Albert Gleizes, César Geoffray, Reine Bruppacher, …

Albert GLEIZES naît le 8 décembre 1881 à Paris. Il est peintre, philosophe et surtout l’un des fondateurs du cubisme, après Braque et Picasso, dont il rédige en 1912 le premier traité et en devient le théoricien avec Jean Metzinger. Ses amis peintres sont Fernand Léger, Jacques Villon, Robert Delaunay … (1)

Albert Gleizes,vers 1920 -Photo Pierre Choumoff -Droits réservés

En 1927, Albert Gleizes recherche un atelier près de Serrières (Ardèche) et arrête son choix sur une grande maison sise de l’autre coté du Rhône, à Sablons (Isère), un ancien couvent qu’il loue puis achète en 1938 et qui porte le nom de Moly-Sabata (2). Il décide d’en faire un centre artistique, une sorte de communauté un peu spartiate dans laquelle sont accueillis en résidence non seulement des peintres, mais aussi des poètes, des écrivains, des potiers, des sculpteurs, des danseurs et des musiciens.

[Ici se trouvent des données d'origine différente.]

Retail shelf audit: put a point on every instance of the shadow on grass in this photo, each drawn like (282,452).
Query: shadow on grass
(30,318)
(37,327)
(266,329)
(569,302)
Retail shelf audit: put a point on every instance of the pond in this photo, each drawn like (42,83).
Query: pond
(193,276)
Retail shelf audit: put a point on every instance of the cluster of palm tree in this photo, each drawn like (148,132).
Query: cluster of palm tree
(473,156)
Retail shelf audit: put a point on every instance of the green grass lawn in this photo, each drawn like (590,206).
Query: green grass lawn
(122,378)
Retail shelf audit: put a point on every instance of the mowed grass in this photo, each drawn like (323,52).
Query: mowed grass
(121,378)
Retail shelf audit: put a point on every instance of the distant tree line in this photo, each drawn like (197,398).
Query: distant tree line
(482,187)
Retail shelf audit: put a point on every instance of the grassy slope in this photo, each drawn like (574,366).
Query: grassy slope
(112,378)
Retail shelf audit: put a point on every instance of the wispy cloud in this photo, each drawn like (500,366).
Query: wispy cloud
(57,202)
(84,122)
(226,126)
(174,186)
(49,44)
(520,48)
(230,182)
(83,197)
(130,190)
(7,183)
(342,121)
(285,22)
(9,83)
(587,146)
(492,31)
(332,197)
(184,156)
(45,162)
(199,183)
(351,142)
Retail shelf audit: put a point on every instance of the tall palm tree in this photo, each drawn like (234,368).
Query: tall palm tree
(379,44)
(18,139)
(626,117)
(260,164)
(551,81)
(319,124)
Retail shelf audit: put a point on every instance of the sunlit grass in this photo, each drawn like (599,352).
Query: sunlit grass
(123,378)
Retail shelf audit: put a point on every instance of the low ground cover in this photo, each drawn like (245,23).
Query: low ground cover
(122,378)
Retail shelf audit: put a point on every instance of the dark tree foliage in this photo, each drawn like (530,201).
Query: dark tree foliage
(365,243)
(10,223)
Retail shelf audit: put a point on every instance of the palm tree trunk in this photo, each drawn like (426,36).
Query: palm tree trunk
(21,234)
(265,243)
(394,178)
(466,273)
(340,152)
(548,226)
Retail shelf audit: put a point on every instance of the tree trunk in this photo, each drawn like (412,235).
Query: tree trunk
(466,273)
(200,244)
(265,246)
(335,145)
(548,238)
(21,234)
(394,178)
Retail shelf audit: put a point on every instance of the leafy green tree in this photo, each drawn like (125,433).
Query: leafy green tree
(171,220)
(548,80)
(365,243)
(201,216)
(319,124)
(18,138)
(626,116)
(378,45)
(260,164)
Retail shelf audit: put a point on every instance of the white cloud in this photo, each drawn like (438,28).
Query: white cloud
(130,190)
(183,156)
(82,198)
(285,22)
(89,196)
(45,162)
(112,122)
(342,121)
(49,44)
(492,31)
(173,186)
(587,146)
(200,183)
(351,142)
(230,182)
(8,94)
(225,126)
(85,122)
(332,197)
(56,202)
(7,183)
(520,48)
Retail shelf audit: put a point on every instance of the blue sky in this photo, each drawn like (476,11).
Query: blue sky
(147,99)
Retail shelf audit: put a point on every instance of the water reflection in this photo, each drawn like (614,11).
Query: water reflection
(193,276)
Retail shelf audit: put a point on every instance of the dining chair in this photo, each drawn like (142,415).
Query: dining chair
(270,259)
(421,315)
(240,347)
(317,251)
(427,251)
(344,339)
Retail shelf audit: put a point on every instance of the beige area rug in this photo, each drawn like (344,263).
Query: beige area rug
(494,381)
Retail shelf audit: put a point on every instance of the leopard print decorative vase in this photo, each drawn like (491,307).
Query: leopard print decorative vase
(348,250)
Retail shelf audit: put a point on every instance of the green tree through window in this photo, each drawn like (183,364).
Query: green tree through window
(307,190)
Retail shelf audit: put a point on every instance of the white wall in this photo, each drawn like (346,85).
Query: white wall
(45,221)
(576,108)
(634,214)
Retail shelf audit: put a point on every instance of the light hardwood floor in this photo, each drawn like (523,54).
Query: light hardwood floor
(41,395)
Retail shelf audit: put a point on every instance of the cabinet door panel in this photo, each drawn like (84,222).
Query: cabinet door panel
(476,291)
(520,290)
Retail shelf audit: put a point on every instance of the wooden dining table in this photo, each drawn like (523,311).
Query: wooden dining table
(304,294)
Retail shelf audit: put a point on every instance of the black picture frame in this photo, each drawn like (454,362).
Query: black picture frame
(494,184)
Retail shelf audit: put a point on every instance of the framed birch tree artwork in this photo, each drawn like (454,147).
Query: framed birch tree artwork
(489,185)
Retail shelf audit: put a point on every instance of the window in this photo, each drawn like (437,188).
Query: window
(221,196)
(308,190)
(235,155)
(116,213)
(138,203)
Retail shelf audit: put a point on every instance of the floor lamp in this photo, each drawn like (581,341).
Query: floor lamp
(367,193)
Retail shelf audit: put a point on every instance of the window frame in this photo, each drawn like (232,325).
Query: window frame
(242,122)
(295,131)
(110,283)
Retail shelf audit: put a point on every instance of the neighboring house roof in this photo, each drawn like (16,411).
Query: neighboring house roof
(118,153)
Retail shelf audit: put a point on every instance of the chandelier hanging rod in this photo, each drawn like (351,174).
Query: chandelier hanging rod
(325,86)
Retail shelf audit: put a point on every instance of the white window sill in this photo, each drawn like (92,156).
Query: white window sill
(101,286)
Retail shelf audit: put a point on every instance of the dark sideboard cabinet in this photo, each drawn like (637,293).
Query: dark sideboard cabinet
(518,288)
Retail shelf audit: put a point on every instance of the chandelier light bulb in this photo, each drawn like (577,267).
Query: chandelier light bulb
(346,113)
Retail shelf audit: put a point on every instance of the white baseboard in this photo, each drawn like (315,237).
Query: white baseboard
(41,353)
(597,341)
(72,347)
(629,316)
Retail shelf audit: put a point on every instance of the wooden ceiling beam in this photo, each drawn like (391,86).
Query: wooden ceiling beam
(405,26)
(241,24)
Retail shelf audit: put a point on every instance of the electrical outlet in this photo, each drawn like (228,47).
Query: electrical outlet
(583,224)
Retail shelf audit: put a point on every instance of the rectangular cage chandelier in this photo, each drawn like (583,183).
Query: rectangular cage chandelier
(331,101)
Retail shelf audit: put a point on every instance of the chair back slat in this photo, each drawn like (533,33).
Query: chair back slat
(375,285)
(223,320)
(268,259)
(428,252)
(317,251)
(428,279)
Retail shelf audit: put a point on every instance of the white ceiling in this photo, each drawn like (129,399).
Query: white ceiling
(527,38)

Moly-Sabata – Fondation Albert Gleizes – Droits réservés

La vie de ces artistes s’appuie sur une démarche, définie par Albert Gleizes, visant à rechercher la simplicité dépouillée, la recherche de la perfection la plus simple, celle de l’art populaire, celui qui est issu des mains des paysans et artisans. Il s’agit de confondre progressivement l’art, la vie et la foi en Dieu.

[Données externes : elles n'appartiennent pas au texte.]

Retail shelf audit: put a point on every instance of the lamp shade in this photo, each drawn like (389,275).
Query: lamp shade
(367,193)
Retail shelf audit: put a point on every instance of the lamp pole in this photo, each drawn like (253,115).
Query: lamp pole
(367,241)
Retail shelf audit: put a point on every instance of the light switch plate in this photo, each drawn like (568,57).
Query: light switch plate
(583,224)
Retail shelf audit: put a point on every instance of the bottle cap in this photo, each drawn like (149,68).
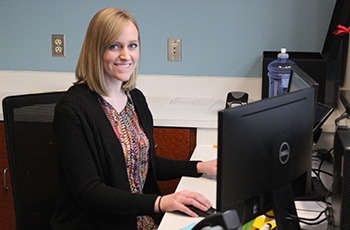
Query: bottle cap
(283,54)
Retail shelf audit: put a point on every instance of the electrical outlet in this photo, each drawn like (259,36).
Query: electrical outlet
(174,49)
(58,45)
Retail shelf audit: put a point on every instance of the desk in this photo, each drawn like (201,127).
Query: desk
(207,186)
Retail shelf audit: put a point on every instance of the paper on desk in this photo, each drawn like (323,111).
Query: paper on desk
(194,103)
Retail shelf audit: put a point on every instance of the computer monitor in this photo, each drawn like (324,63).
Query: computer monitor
(264,156)
(300,80)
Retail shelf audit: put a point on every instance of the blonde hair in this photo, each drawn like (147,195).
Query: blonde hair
(104,28)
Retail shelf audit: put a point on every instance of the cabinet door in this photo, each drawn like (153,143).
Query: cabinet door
(3,150)
(174,143)
(7,210)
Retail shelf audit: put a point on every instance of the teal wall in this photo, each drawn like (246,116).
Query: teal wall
(220,37)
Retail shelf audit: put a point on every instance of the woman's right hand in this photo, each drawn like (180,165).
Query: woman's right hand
(178,201)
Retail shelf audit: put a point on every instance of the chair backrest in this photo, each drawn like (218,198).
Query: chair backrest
(31,147)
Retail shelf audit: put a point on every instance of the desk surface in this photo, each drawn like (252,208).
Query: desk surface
(207,186)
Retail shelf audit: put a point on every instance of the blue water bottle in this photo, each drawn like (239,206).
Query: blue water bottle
(279,73)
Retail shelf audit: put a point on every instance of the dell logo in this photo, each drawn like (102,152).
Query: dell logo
(284,153)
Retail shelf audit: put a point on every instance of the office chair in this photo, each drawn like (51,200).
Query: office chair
(31,148)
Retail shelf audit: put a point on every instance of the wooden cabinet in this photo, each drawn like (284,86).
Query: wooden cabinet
(174,143)
(7,210)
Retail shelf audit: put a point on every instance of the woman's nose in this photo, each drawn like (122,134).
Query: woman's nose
(124,54)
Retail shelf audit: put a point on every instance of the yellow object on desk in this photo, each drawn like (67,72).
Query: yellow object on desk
(261,222)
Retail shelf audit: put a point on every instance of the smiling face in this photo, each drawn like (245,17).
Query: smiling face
(121,57)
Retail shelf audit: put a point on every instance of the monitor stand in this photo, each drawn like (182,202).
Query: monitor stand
(283,207)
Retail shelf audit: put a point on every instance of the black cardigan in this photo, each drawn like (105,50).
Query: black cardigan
(94,190)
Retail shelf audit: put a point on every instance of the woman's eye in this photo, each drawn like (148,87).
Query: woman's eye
(114,47)
(133,46)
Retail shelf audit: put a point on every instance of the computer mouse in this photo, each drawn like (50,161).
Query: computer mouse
(201,213)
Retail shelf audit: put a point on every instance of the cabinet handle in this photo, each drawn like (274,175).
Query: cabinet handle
(5,185)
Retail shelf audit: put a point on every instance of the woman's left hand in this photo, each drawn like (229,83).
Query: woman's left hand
(207,167)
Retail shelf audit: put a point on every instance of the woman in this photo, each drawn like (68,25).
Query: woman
(107,163)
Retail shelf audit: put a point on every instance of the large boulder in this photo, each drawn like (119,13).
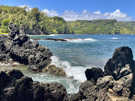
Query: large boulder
(22,88)
(120,58)
(116,83)
(20,48)
(94,73)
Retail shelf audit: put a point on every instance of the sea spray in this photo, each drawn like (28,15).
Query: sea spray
(75,72)
(81,40)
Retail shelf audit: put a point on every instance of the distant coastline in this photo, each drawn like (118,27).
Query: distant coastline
(34,21)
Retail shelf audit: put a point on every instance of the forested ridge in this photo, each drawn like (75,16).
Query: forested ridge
(36,22)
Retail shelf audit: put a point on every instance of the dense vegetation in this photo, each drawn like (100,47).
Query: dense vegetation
(103,27)
(33,21)
(36,22)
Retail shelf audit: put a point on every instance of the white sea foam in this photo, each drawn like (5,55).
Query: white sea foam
(115,38)
(81,40)
(52,35)
(76,72)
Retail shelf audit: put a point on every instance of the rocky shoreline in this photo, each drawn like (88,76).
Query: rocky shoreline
(115,83)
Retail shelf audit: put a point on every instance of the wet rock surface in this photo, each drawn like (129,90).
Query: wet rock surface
(20,48)
(117,82)
(22,88)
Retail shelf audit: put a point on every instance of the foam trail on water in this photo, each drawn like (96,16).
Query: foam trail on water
(115,38)
(77,72)
(81,40)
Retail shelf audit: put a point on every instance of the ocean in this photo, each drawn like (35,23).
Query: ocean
(77,54)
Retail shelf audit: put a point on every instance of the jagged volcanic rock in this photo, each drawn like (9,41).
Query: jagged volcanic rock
(20,48)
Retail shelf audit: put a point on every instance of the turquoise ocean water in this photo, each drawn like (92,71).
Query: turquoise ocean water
(79,53)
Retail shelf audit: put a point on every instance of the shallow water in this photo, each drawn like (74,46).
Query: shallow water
(79,53)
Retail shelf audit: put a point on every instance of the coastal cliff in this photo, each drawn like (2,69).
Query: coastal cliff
(115,83)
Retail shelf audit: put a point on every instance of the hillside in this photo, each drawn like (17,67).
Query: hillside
(33,21)
(36,22)
(103,27)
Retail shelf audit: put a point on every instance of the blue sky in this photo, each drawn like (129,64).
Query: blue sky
(81,9)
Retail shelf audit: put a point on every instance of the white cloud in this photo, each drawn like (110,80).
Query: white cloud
(97,12)
(86,15)
(27,7)
(50,13)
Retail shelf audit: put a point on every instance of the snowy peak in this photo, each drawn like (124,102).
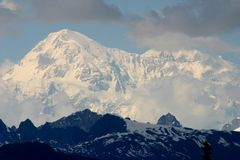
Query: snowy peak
(169,120)
(70,69)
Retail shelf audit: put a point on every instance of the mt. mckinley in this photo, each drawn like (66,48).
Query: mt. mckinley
(68,72)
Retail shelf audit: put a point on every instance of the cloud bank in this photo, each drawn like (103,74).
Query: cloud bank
(75,11)
(190,24)
(195,103)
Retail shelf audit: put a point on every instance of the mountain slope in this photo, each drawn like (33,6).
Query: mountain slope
(68,71)
(126,139)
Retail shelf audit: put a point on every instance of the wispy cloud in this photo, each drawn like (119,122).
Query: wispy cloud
(189,25)
(195,103)
(8,4)
(75,10)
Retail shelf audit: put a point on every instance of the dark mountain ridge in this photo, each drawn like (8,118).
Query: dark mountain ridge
(112,137)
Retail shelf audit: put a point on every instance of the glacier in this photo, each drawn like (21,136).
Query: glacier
(68,72)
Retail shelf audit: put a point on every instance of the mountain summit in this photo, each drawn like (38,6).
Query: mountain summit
(71,71)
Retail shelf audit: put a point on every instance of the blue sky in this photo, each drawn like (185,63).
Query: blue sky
(132,25)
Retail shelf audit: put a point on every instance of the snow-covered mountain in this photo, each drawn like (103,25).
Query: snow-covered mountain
(71,70)
(113,137)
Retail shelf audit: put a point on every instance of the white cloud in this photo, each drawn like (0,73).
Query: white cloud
(148,34)
(195,103)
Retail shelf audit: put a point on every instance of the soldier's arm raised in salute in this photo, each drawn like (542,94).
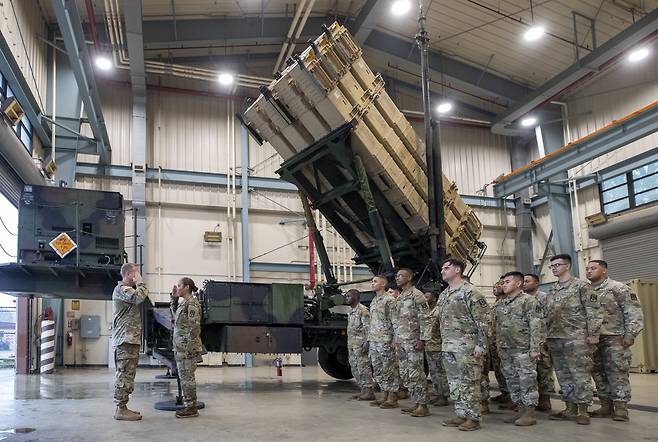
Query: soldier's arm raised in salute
(479,310)
(593,312)
(134,295)
(633,316)
(537,329)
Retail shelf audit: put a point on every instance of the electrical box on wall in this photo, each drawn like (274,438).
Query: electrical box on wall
(212,236)
(90,326)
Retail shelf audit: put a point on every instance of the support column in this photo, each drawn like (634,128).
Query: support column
(244,211)
(523,215)
(559,199)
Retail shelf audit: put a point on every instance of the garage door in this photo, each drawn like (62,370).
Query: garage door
(632,255)
(10,184)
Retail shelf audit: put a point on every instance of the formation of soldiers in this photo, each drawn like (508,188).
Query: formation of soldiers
(129,293)
(581,330)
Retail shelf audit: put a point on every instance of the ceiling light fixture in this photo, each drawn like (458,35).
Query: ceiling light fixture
(444,107)
(400,7)
(638,54)
(534,33)
(103,63)
(528,121)
(225,79)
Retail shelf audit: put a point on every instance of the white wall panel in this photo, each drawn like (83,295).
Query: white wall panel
(23,26)
(626,88)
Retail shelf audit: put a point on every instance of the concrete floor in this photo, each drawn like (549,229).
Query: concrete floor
(253,405)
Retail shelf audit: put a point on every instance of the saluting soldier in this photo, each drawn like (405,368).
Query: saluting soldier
(623,320)
(188,348)
(129,293)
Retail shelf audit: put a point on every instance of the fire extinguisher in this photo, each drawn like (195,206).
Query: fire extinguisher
(278,363)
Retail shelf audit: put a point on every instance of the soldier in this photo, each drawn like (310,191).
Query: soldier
(573,320)
(412,332)
(464,330)
(519,332)
(380,341)
(358,322)
(545,379)
(622,322)
(393,290)
(492,360)
(127,336)
(186,312)
(433,354)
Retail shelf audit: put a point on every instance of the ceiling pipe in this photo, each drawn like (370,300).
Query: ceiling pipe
(291,31)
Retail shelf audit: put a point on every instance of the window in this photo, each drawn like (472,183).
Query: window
(630,190)
(24,128)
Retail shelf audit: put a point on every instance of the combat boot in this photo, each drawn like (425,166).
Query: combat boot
(367,395)
(410,409)
(620,412)
(604,411)
(568,413)
(503,397)
(420,411)
(513,418)
(378,402)
(469,425)
(454,422)
(582,418)
(391,401)
(544,403)
(123,414)
(527,417)
(187,412)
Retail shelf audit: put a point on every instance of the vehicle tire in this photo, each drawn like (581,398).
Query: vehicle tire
(335,364)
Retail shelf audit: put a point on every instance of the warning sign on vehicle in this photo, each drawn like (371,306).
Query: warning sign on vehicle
(63,244)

Albert Gleizes décède le 23 juin 1953, mais cette communauté artistique existe encore de nos jours, sous le patronage du Ministère de la Culture, et se nomme Fondation Albert Gleizes (3). Elle est la plus ancienne résidence d’artistes de France.

Parmi les artistes en résidence à Moly-Sabata, il en est un qui nous concerne plus particulièrement puisqu’il nous introduit dans le processus de création du Bateau Ivre. Il s’agit de César GEOFFRAY(4).

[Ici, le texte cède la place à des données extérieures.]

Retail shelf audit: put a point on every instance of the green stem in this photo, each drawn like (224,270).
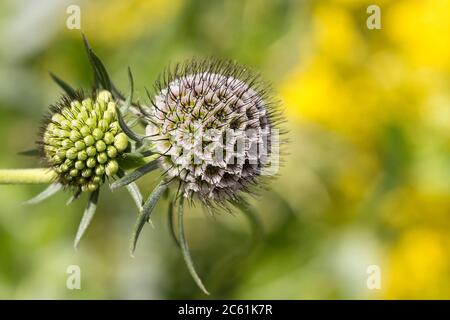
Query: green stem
(27,176)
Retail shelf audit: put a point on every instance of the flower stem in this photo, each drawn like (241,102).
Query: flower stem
(27,176)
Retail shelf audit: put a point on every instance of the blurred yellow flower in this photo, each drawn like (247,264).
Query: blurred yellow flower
(419,266)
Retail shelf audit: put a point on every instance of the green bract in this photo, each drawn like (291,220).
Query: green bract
(82,140)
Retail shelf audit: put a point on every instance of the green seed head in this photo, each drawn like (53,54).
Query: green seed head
(82,140)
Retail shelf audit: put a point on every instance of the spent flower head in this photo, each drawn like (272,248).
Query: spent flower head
(211,127)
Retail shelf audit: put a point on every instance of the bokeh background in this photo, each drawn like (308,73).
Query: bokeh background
(365,181)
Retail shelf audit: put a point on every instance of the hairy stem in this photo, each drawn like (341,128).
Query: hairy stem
(27,176)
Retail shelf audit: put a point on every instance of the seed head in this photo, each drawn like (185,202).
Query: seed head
(81,140)
(209,121)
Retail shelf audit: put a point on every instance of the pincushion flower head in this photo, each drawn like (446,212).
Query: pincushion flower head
(213,125)
(82,144)
(210,128)
(82,140)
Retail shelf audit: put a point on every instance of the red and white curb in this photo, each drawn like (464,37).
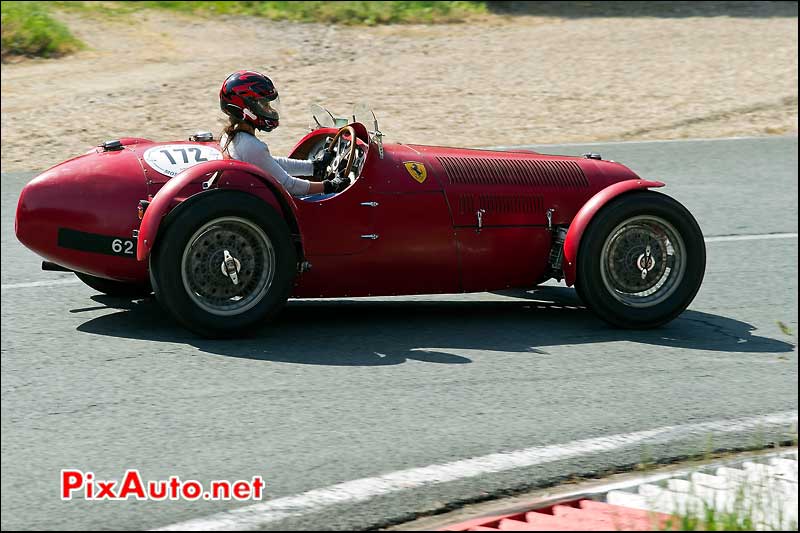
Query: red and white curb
(762,489)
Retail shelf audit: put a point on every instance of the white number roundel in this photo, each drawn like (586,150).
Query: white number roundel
(172,159)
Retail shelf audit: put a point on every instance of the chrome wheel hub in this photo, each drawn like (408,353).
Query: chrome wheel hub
(228,266)
(643,261)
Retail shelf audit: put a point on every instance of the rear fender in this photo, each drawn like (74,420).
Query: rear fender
(584,217)
(164,199)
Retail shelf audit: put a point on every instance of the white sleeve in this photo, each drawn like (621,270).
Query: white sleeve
(253,151)
(296,167)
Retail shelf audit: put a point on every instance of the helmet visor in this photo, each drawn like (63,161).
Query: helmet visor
(270,109)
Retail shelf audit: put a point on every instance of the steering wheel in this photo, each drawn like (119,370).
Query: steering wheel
(345,156)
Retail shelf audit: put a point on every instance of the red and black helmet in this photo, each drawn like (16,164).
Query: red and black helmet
(249,96)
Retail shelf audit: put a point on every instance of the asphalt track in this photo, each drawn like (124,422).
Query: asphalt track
(336,391)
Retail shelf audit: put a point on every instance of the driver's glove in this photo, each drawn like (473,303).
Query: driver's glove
(321,163)
(336,185)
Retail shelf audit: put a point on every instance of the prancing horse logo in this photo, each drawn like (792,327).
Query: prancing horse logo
(417,170)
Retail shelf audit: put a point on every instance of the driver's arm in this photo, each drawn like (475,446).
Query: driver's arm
(296,167)
(256,152)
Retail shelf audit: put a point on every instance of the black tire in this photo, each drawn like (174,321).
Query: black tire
(635,233)
(112,287)
(186,267)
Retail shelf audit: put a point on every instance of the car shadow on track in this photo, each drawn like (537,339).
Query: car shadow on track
(366,332)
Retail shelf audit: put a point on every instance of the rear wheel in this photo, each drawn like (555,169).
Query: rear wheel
(641,260)
(115,288)
(224,264)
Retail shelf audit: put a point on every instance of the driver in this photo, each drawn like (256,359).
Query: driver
(251,102)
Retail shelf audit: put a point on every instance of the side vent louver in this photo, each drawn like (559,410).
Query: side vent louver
(468,204)
(525,172)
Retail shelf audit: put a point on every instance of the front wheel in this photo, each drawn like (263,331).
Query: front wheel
(641,260)
(223,264)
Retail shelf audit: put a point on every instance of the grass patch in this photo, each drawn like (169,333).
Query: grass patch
(29,30)
(350,13)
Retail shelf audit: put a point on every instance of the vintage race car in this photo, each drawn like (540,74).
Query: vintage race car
(223,246)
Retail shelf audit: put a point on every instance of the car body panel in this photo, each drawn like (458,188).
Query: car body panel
(419,220)
(584,217)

César Geoffray est né le 20 février 1901 à Lyon. Après une enfance au Maroc, il entre à 13 ans au Conservatoire de Lyon et obtient à 21-22 ans les premiers prix d’harmonie et de contrepoint.En 1924, il épouse Marie Prudhon, 1er prix de piano du même Conservatoire. Au fil des années, Marie deviens Mido et, jusqu’en 1930, ils se produisent en concert piano-violon.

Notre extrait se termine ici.